His commanders would force boys to kill their parents or other family members, breaking the ultimate taboo, then ply them with methamphetamines, marijuana and other drugs to keep their killing instincts keen. Often their pay came in the form of a license to rape and plunder.

Yet even as he undermined traditional respect for elders, he subtly substituted himself in those elders' place, simultaneously enthralling and enslaving a generation of young boys who slaughtered on his behalf.

This explains his supporters' chilling election campaign cry in 1997: "He killed my ma, he killed my pa, I'll vote for him."

Mr. Taylor also co-opted the secret societies that dominate life in many West African countries, like the Poro hunting society in Liberia. This gave him access to a world of unseen power and allowed him to project an aura of mystery and invincibility. Rumors that he practiced cannibalism, human sacrifice and blood atonement rituals merely added to his mystique.

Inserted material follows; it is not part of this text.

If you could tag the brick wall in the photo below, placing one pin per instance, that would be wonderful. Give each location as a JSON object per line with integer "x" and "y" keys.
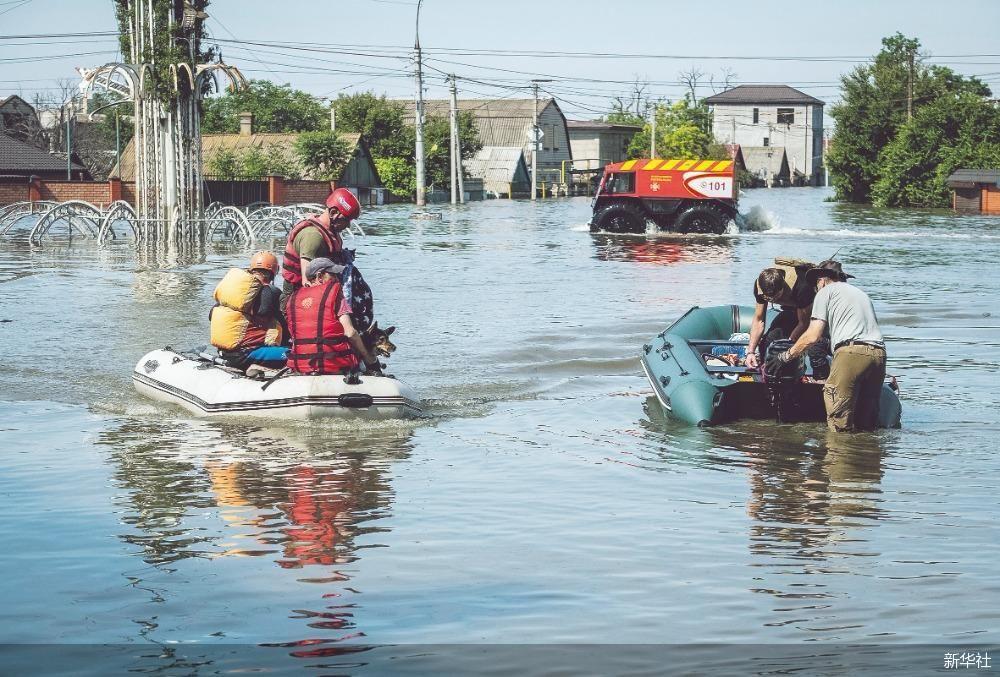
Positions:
{"x": 98, "y": 193}
{"x": 13, "y": 192}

"He created an aura around him of a man allied to powerful forces you cannot easily comprehend," said Mr. Ellis, the historian.

Mr. Taylor surrounded himself with objects of protection — scepters carved from sacred trees and amulets of invisibility. It was impossible to say whether he really believed in these objects, or merely used them as props.

He used conventional Christianity as well, managing to convince the Rev. Jesse Jackson, former President Jimmy Carter and the evangelist Pat Robertson that he was at heart a good Baptist Christian.

Mr. Taylor also had plenty of money. In his hands, the Liberian state essentially became an adjunct to organized crime and terrorist networks that included Al Qaeda.

"He ran this amazingly complex criminal enterprise where the state could provide critical things like diplomatic passports and airplane registration to a range of criminal networks," Mr. Farah said.

Even before he was elected president in 1997, the vast countryside he controlled, with its rich endowment of diamonds, rubber and timber, generated an estimated $100 million in revenues a year. During his time as president, diplomats sometimes referred to Liberia as "Charles Taylor Inc."

Undoubtedly a greedy man, Mr. Taylor was not, however, stingy with his friends, Mr. Farah said. He was more than willing to share the wealth he looted with the regional powerbrokers who sponsored him, like Libya and Burkina Faso.

But mostly he ruled through fear. Even now, in a jail cell here, he made West Africans tremble. Liberia and Sierra Leone asked that he be transferred to the Hague for trial.

Tamba Ngawucha, whose hands were amputated by rebels backed by Mr. Taylor during the war in Sierra Leone, said he was glad the tyrant arrested. But when asked if he should be tried here, Mr. Ngawucha's eyes widened.

"We don't want any Charles Taylor here," Mr. Ngawucha said, flailing the dimpled stumps where his hands once were for emphasis. "We are too afraid he will hurt us again. We just want peace."